Citation: 45 ELR 10995

Issue: 11

Author: Scott Schang, Ken Kopocis, Craig R. Schmauder, Deidre G. Duncan, and Jon Devine

Four hundred stakeholder meetings and one million comments later, the U.S. Environmental Protection Agency released the final Waters of the United States (WOTUS) rule on May 27, 2015. Response to the rule has been immediate, vocal, and varied across the political spectrum. Some environmental advocates have criticized the rule for what it explicitly excludes, arguing that the rule leaves out too many streams and wetlands. At the same time, industry and agriculture interests have decried the rule as federal overreach. Understanding the scope, vulnerabilities, and likely implementation of the WOTUS rule is central for practitioners. What does the Clean Water Act (CWA) actually cover under the final rule? Are there activities that may be subject to the CWA for the first time or no longer covered? Where do the uncertainties lie? What legal challenges might advocates bring against the rule? Will the federal government have new tools to extend federal jurisdiction, and how will states react? On June 8, 2015, the Environmental Law Institute convened a panel of experts to explore this vitally important new rule. In this Dialogue, we present a transcript of the discussion, which has been edited for style, clarity, and space considerations.

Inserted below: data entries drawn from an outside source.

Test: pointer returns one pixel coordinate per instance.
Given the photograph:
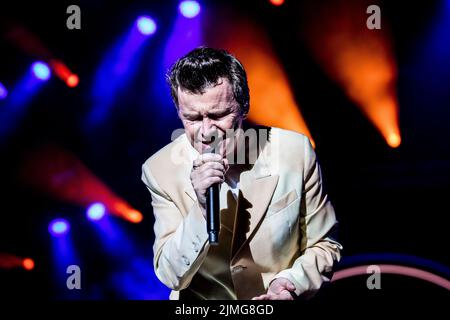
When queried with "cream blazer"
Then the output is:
(291, 221)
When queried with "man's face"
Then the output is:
(209, 115)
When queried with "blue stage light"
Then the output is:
(41, 70)
(189, 8)
(3, 91)
(58, 227)
(96, 211)
(146, 25)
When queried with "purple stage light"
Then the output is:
(146, 25)
(41, 70)
(96, 211)
(58, 227)
(3, 91)
(189, 8)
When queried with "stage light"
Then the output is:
(41, 70)
(96, 211)
(189, 8)
(72, 80)
(277, 2)
(146, 25)
(394, 140)
(28, 264)
(3, 91)
(133, 216)
(58, 227)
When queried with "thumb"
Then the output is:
(290, 286)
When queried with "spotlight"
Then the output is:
(146, 25)
(28, 264)
(3, 91)
(58, 227)
(189, 8)
(72, 80)
(41, 70)
(96, 211)
(277, 2)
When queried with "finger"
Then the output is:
(207, 157)
(208, 173)
(212, 180)
(213, 165)
(290, 286)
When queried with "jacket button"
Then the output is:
(186, 260)
(237, 269)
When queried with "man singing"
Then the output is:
(277, 232)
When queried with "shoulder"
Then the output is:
(289, 150)
(289, 142)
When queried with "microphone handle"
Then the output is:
(213, 214)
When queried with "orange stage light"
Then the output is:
(359, 59)
(277, 2)
(64, 73)
(60, 174)
(28, 264)
(272, 100)
(10, 261)
(72, 80)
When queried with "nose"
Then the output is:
(208, 130)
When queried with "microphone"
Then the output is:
(212, 213)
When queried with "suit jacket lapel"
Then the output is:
(256, 190)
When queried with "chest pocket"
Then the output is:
(283, 203)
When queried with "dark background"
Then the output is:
(387, 200)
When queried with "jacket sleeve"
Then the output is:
(319, 247)
(180, 241)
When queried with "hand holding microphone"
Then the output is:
(207, 174)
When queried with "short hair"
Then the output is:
(202, 68)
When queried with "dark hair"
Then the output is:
(202, 68)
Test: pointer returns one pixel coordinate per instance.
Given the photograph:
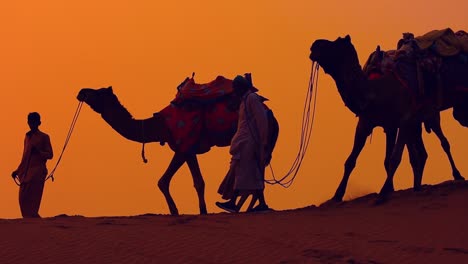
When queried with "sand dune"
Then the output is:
(423, 227)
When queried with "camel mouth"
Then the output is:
(314, 57)
(81, 96)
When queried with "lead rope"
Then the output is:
(72, 126)
(308, 116)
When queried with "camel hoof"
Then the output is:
(333, 202)
(458, 177)
(382, 199)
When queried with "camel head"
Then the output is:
(374, 61)
(96, 98)
(333, 55)
(460, 110)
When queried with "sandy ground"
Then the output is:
(424, 227)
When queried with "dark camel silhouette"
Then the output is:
(153, 129)
(383, 102)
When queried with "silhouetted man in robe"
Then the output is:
(248, 150)
(32, 169)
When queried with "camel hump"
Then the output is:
(191, 91)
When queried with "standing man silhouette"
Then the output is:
(32, 169)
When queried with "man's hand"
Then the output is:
(34, 149)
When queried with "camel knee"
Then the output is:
(163, 185)
(445, 145)
(199, 185)
(350, 164)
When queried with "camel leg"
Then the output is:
(363, 130)
(390, 136)
(417, 155)
(435, 126)
(394, 162)
(198, 182)
(165, 180)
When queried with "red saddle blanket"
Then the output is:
(201, 112)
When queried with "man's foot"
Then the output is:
(227, 206)
(261, 208)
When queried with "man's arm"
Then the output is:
(258, 113)
(46, 152)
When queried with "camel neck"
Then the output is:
(139, 130)
(352, 86)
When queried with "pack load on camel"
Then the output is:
(210, 109)
(201, 116)
(425, 64)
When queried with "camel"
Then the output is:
(154, 129)
(382, 102)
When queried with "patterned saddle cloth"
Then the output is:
(201, 113)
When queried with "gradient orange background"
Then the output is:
(51, 49)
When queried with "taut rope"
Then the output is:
(308, 116)
(72, 126)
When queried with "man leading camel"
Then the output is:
(32, 170)
(249, 151)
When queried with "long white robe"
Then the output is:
(249, 144)
(32, 172)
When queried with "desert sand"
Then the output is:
(414, 227)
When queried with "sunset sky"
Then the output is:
(144, 49)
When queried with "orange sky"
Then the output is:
(51, 49)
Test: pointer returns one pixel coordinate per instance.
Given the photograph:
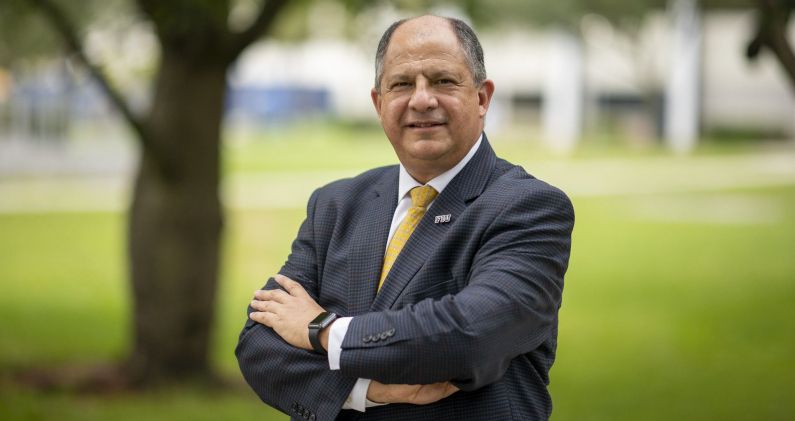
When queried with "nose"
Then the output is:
(423, 98)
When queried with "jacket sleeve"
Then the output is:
(509, 306)
(295, 381)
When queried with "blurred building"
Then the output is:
(549, 83)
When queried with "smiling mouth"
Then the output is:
(425, 125)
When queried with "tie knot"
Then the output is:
(422, 196)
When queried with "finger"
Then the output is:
(292, 287)
(266, 318)
(271, 295)
(269, 306)
(450, 389)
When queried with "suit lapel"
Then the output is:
(465, 187)
(369, 242)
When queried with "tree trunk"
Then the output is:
(175, 224)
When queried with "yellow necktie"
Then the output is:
(420, 198)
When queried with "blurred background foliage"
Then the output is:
(678, 300)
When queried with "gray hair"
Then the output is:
(466, 38)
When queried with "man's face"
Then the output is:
(430, 108)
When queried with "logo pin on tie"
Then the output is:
(441, 219)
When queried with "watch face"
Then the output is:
(322, 320)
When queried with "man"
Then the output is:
(444, 274)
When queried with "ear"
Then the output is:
(485, 92)
(376, 97)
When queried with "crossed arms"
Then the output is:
(462, 340)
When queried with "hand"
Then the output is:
(417, 394)
(288, 313)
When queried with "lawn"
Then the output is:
(678, 304)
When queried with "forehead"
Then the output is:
(422, 43)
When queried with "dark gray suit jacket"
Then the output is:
(473, 300)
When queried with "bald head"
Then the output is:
(422, 26)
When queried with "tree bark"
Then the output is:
(175, 225)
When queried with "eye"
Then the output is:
(399, 85)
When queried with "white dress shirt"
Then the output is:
(358, 397)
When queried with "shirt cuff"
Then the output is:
(336, 334)
(357, 400)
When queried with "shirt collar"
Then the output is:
(406, 182)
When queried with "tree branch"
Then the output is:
(773, 16)
(68, 32)
(241, 40)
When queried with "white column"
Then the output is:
(563, 91)
(683, 90)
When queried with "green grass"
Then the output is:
(667, 314)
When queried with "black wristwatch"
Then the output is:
(316, 326)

Scott Schang (moderator) is Executive Vice President of the Environmental Law Institute. Ken Kopocis is Deputy Assistant Administrator in the Office of Water at the U.S. Environmental Protection Agency. Craig R. Schmauder is Deputy General Counsel for Installations, Environment, and Civil Works in the U.S. Department of the Army. Deidre G. Duncan is a Partner at Hunton & Williams LLP. Jon Devine is Senior Attorney for Water Programs at the Natural Resources Defense Council.